JAKARTA KONTAK BANTEN Mahasiswa dari berbagai perguruan tinggi dan organisasi mahasiswa, termasuk Aliansi BEM SI Kerakyatan, mendesak DPR RI membentuk tim investigasi independen untuk menelisik dugaan kekerasan terhadap massa aksi yang berlangsung sejak 25–31 Agustus 2025, sekaligus menyuarakan kritik terhadap tunjangan fantastis anggota Dewan.
Desakan ini disampaikan dalam pertemuan dengan pimpinan DPR RI di Ruang Abdul Muis, Gedung Nusantara, Kompleks Parlemen, Rabu (3/9/2025). Pertemuan dihadiri tiga Wakil Ketua DPR RI, yakni Sufmi Dasco Ahmad (Gerindra), Cucun Ahmad Syamsurijal (PKB), dan Saan Mustopa (Nasdem).
“Ini kami diberi tahu bahwa teman-teman, adik-adik sekalian datang untuk menyampaikan aspirasi,” ucap Dasco membuka pertemuan. “Mudah-mudahan nanti dalam dialog, diskusi ini banyak hal yang bisa kita pecahkan secara bersama-sama dan sebagainya,” ujar Saan Mustopa menambahkan.
Mahasiswa hadir mengenakan almamater masing-masing, dan satu mikrofon disiapkan di tengah ruangan untuk penyampaian aspirasi bergiliran, memberi kesempatan semua peserta didengar. Perwakilan mahasiswa yang hadir antara lain berasal dari Universitas Indonesia (UI), Universitas Trisakti, Perguruan Tinggi Nahdlatul Ulama (PTNU), Universitas Veteran Jakarta, dan Universitas Negeri Jakarta (UNJ).
Masing-masing perwakilan mahasiswa itu menyampaikan beragam tuntutan yang telah dihimpun.

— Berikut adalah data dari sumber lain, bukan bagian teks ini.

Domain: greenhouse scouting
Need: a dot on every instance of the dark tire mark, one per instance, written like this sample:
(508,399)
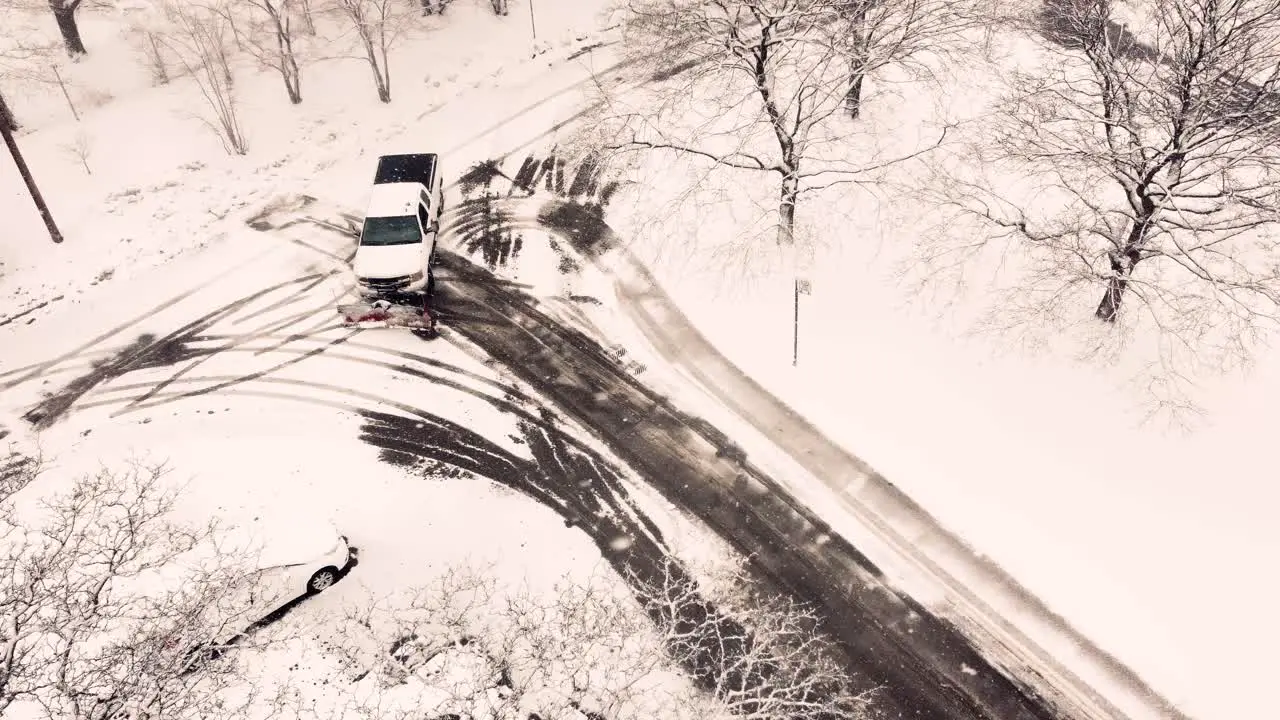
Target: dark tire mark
(36,370)
(238,379)
(30,310)
(204,355)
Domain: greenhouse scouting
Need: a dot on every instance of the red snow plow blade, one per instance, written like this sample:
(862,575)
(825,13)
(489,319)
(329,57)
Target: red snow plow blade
(385,315)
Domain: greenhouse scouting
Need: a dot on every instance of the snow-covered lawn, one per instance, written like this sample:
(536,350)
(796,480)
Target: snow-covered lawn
(1141,537)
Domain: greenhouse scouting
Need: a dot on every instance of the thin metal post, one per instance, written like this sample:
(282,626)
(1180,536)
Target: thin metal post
(795,327)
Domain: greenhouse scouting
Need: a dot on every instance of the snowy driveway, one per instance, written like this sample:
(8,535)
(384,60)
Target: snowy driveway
(520,425)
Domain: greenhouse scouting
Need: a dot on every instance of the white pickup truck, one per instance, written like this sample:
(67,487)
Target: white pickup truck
(397,241)
(397,246)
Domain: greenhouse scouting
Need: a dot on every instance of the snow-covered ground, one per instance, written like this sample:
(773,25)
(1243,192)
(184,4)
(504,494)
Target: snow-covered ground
(1147,542)
(1141,537)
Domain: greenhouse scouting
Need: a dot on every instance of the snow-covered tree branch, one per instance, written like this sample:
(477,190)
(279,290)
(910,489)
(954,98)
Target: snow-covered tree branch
(588,650)
(1157,150)
(85,629)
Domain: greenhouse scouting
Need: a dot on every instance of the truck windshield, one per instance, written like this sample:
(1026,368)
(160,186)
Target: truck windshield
(401,229)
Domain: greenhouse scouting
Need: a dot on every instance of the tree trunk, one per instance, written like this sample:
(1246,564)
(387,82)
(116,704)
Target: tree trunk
(858,59)
(288,63)
(854,95)
(54,233)
(67,26)
(8,122)
(309,23)
(1123,264)
(292,81)
(789,195)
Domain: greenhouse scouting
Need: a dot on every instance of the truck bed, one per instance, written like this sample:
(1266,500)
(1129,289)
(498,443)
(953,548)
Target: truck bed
(406,168)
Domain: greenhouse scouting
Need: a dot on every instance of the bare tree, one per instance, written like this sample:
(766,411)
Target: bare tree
(83,634)
(200,42)
(272,39)
(309,21)
(81,147)
(586,650)
(379,24)
(64,13)
(145,32)
(768,80)
(1160,145)
(880,33)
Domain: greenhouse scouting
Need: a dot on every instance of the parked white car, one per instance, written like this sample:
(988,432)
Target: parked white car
(397,241)
(293,557)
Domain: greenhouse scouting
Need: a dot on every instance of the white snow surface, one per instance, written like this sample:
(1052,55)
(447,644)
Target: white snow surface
(1155,545)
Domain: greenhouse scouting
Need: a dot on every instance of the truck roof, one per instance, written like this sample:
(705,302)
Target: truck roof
(406,168)
(396,199)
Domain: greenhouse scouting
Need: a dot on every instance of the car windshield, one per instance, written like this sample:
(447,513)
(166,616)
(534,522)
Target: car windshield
(401,229)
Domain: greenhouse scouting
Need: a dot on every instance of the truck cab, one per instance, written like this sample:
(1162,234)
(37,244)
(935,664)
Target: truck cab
(397,241)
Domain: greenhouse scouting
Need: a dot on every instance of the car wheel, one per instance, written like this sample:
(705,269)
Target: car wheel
(321,579)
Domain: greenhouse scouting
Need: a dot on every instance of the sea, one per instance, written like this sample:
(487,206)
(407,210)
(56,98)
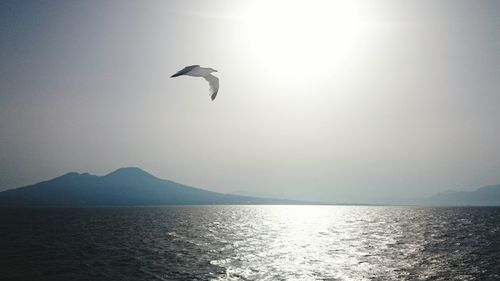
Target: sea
(266,242)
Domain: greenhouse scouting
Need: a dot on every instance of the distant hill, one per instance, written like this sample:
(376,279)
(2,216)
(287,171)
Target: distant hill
(123,187)
(484,196)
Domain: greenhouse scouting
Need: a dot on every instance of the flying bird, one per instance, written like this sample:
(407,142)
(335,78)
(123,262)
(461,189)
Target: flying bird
(197,71)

Termasuk mengingatkan bahwa saat ini ada 17+8 tuntutan rakyat yang sudah banyak disuarakan melalui media sosial.
Ketua BEM Universitas Indonesia, Agus Setiawan, menyoroti tuntutan pembentukan tim investigasi independen untuk mengusut tuntas dugaan kekerasan terhadap demonstran dan kematian Affan Kurniawan, seorang pengemudi ojek online yang dilindas kendaraan taktis (rantis) Brimob.
“Kami ingin ada pembentukan Tim Investigasi yang independen untuk mengusut tuntas berbagai kekerasan yang terjadi sepanjang bulan Agustus ini,” ujar Agus.

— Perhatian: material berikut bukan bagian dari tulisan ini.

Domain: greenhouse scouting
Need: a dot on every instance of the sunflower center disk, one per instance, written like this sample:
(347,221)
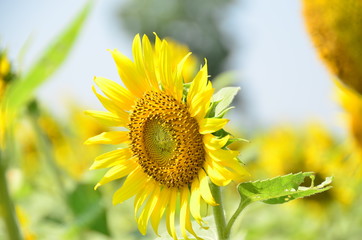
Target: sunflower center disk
(166,140)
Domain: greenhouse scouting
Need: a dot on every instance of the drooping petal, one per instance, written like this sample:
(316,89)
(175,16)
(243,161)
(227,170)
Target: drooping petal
(185,222)
(115,137)
(143,195)
(198,84)
(148,210)
(210,125)
(113,158)
(161,206)
(214,143)
(117,172)
(149,55)
(134,182)
(170,215)
(195,201)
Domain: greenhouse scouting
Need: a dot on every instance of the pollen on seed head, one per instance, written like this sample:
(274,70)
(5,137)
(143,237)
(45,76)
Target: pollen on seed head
(166,140)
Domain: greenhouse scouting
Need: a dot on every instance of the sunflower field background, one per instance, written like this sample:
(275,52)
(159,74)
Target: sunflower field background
(299,112)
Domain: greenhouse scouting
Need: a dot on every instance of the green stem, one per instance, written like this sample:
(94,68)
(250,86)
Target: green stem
(7,208)
(219,214)
(231,222)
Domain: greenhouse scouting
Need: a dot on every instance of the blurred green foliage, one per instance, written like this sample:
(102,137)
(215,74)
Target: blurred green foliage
(197,24)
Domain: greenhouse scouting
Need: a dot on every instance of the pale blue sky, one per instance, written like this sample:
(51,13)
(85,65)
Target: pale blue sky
(282,78)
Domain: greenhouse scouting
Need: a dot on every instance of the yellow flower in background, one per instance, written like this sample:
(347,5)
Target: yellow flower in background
(170,151)
(351,102)
(336,30)
(177,53)
(25,224)
(312,148)
(4,71)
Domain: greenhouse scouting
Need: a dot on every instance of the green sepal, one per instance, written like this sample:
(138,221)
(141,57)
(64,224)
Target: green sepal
(224,98)
(281,189)
(220,102)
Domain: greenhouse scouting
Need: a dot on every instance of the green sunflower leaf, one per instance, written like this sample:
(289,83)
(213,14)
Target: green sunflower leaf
(281,189)
(221,101)
(21,91)
(89,213)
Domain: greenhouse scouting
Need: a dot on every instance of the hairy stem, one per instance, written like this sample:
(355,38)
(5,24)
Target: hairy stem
(7,209)
(219,214)
(231,222)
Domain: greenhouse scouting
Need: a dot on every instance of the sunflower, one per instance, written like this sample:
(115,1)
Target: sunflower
(172,145)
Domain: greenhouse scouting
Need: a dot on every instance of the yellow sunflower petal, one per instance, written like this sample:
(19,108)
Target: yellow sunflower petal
(195,201)
(108,118)
(148,55)
(115,137)
(210,125)
(185,222)
(116,172)
(142,196)
(161,206)
(110,159)
(134,182)
(189,224)
(198,84)
(205,189)
(170,215)
(214,143)
(148,210)
(130,75)
(121,96)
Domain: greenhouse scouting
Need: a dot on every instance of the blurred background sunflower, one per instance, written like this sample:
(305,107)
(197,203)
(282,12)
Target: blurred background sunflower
(300,106)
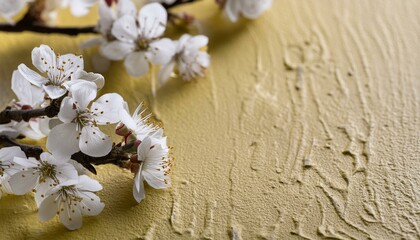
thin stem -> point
(8, 115)
(117, 156)
(30, 150)
(30, 22)
(177, 2)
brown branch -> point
(8, 115)
(177, 3)
(117, 156)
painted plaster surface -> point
(307, 126)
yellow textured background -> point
(306, 127)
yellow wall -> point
(306, 126)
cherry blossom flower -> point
(57, 70)
(107, 16)
(40, 175)
(78, 8)
(136, 124)
(71, 200)
(7, 155)
(248, 8)
(154, 168)
(138, 43)
(29, 97)
(191, 59)
(79, 131)
(10, 8)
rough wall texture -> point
(306, 127)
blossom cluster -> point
(58, 176)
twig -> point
(31, 23)
(117, 155)
(8, 115)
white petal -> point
(126, 7)
(54, 92)
(232, 10)
(152, 19)
(165, 72)
(23, 182)
(43, 57)
(41, 191)
(117, 50)
(71, 217)
(96, 78)
(70, 64)
(32, 76)
(67, 111)
(8, 153)
(94, 142)
(66, 172)
(161, 51)
(63, 140)
(26, 93)
(136, 64)
(88, 184)
(25, 163)
(107, 108)
(48, 207)
(125, 28)
(100, 63)
(138, 188)
(91, 205)
(83, 93)
(254, 8)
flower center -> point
(47, 171)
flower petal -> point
(91, 205)
(152, 19)
(125, 29)
(23, 182)
(117, 50)
(32, 76)
(138, 188)
(43, 57)
(48, 207)
(94, 142)
(26, 93)
(165, 72)
(63, 140)
(161, 51)
(71, 217)
(96, 78)
(54, 92)
(107, 108)
(41, 191)
(136, 64)
(83, 93)
(8, 153)
(67, 111)
(88, 184)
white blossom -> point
(248, 8)
(79, 131)
(56, 69)
(137, 124)
(10, 8)
(40, 175)
(29, 97)
(154, 168)
(107, 17)
(190, 57)
(7, 169)
(78, 8)
(139, 43)
(71, 200)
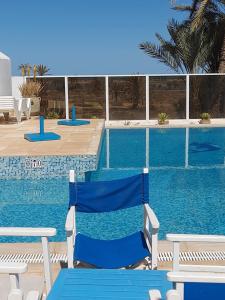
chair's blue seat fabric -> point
(92, 284)
(105, 196)
(111, 254)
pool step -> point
(37, 258)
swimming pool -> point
(187, 185)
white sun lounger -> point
(188, 274)
(44, 234)
(14, 270)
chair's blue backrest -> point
(105, 196)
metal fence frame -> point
(107, 112)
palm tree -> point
(185, 52)
(209, 17)
(42, 70)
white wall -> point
(5, 75)
(16, 82)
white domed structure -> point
(5, 75)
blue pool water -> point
(187, 185)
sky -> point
(84, 36)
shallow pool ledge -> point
(78, 149)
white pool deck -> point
(76, 141)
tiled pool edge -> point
(37, 167)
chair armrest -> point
(152, 218)
(173, 295)
(33, 295)
(155, 295)
(12, 268)
(69, 226)
(195, 238)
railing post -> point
(187, 96)
(107, 97)
(66, 98)
(147, 97)
(176, 253)
(47, 264)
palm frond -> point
(199, 14)
(160, 54)
(182, 7)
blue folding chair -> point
(107, 196)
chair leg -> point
(70, 247)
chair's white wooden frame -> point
(44, 233)
(191, 273)
(14, 270)
(151, 228)
(17, 105)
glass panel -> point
(206, 146)
(168, 95)
(53, 97)
(127, 98)
(207, 94)
(88, 95)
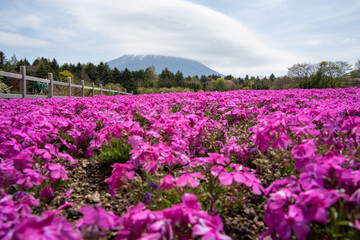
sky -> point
(236, 37)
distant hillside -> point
(186, 66)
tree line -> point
(326, 74)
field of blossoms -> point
(182, 165)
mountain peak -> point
(187, 66)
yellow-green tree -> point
(64, 75)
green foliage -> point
(142, 90)
(220, 84)
(118, 151)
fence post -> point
(69, 87)
(83, 88)
(23, 81)
(51, 85)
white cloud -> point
(314, 42)
(14, 39)
(347, 41)
(173, 28)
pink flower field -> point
(207, 165)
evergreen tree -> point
(127, 81)
(2, 60)
(179, 79)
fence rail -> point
(51, 82)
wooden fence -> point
(51, 82)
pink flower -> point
(186, 178)
(295, 221)
(118, 176)
(47, 192)
(167, 182)
(303, 153)
(319, 199)
(57, 172)
(210, 230)
(97, 217)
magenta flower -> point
(47, 226)
(186, 178)
(295, 221)
(119, 175)
(97, 217)
(303, 153)
(167, 182)
(47, 192)
(210, 230)
(57, 172)
(319, 199)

Tim investigasi juga dinilai perlu menelisik dugaan makar dalam aksi demonstrasi sebelumnya, termasuk pernyataan Presiden Prabowo Subianto yang dinilai merugikan gerakan mahasiswa. Menurut Agus, selama ini aksi mahasiswa sering dikaitkan isu makar, sehingga kebebasan menyampaikan pendapat menjadi terhambat.
“Pun juga dengan dugaan makar yang keluar dari mulut Bapak Presiden. Kami ingin tim investigasi ini mengusut tuntas semuanya sehingga apa yang disampaikan Bapak Presiden dapat dibuktikan. Karena kami dari gerakan merasa dirugikan dengan statement tersebut,” imbuhnya.
Selain itu, mahasiswa menyoroti tunjangan anggota DPR RI yang dinilai fantastis, yang memperlebar jarak antara parlemen dengan masyarakat yang tengah berjuang menghadapi tekanan harga kebutuhan pokok. Tidak menunjukkan empati terhadap kesulitan ekonomi rakyat.
“Ada wakil rakyat yang justru tunjangannya dinaikkan, simbolisasi joget-joget. Bapak-bapak/Ibu seakan-akan melupakan kami yang seharusnya diwakilkan setiap pertemuan rapatnya,” kata perwakilan mahasiswa.
Selain itu, berbagai organisasi mahasiswa itu juga kompak menyampaikan salah satu tuntutan yang sama, yakni mendesak DPR untuk segera mengesahkan Rancangan Undang-Undang (RUU) Perampasan Aset.
Isu besar seperti investigasi kekerasan, dugaan makar, kematian Affan Kurniawan, dan tunjangan anggota DPR dibahas secara rinci, mencerminkan upaya mahasiswa untuk memastikan suara mereka didengar.
Secara terpisah, tiga anggota DPR RI, Andre Rosiade (Gerindra), Daniel Johan (PKB), dan Kawendra Lukistian (Gerindra), menerima perwakilan massa aksi dari Gerakan Mahasiswa Nasional Indonesia (GMNI) di Ruang Badan Aspirasi Masyarakat (BAM) DPR RI, juga pada Rabu (3/9/2025).